Friday, December 17, 2010

WPBT Part 1: In Which Mrs Chako Contemplates Her Virtual Neighborhood

I know you were hoping this was the kissing post. Wait for it, people.

I know you may also favor the chronology part of WPBT trip reports. I can't do chronology this year, as it's all swirling in my head and what is time anyway, in Vegas?

So I'm going to do it by segments of feeling and activity. Today's post contemplates the odd little virtual neighborhood we've created.

Falstaff and I had a great conversation at LaGasse's Sunday morning. It could have been because he's such a lovable guy. Or because he came to the event with some sort of bizarre Nacho Libre mask (maybe it was S&M). Or because he told me I have the softest lips ever (I do - you should try kissing them sometime). Or because he was totally hopped up on cold medicine. Or some combination thereof.

We were discussing how in the 50's, couples in the neighborhood got together all the time to socialize and play bridge and card games and such, drinking and smoking and whatever the Mad Men of that day did. He speculated that, in some ways, we were replicating that kind of environment, just having to do it in Vegas. Friends who show up each year (and randomly at smaller gatherings throughout the year) just for the sole purpose of socializing and playing a few cards together.

It got me thinking of our little (large) posse as kind of a virtual neighborhood. And leaving Las Vegas made me a little sad, because it is always like temporarily moving away from the neighborhood. You have to say your goodbyes, without the certainty that the next bridge or poker night is only a week away.

These are people that could easily be my real neighbors (like CA April, and Bayne and Betty).

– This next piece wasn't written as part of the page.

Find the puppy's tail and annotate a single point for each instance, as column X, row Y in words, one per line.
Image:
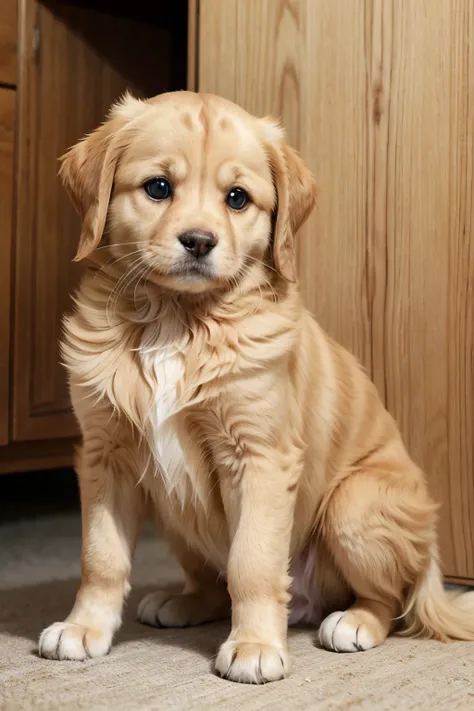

I could totally see leaving the kids for a night and gathering with the Falstaffs, and the Special K's, and the Otises, and the Drizzes, and the OhCaptains, and the Bloods, and the Katitudes, and the . . . you catch my drift . . . swigging back some drinks, trading stories and kisses, and throwing cards around the table. Hell, I could even see dragging the kids along to the Otises or the Drizzes or the OhCaptains. We could go to Falstaff's book nights, or watch Dr. K kick Special K's ass in the next run, or participate in OhCaptain's Bourbonator nights. And when I think about getting on the plane, knowing that it may likely be a year before I see them again . . . well, it makes me a little sad.

Every year I find I have new conversations with someone, even long time blogger friends, and it makes me happy to live in this virtual neighborhood.
  • Special K and I had a long chat about our jobs, and motivation, the definition of success, and living with your life choices.
  • Falstaff and I could have pondered the neighbor question a little longer except my kids decided to interrupt at that moment to discuss their progress in the latest video game.
  • Betty lives less than 15 miles from me, but we still took a moment out of the hustle of Vegas to have a lovely dinner at Nob Hill while we discussed topics of mutual girl interest (mostly 'mens').
  • Iggy and I had a conversation about whether it would be better to have a year or two off between high school and college where kids could learn real life skills like building houses and teaching and budgeting and stuff.
  • Kat and I laid on my bed in the MGM (imagine away, people) discussing life choices and education and other weighty subjects while we digested our buffet breakfast.
  • OhCaptain and I talked of loose plans to have a trip through America's heartland this summer to catch some Minnesota bloggers on the way to visit my parents

These are good people. Proud to have them in my virtual neighborhood; welcome in my real neighborhood any time.

When is our next block party? I'm already starting to get the itch . . .

Respectfully submitted,

The Wife

1 comment:

Katitude said...

the time spent chatting on your bed is one of my best memories of this year's WPBT, and makes me resent the miles between us. It's too far, and we go too long between conversations.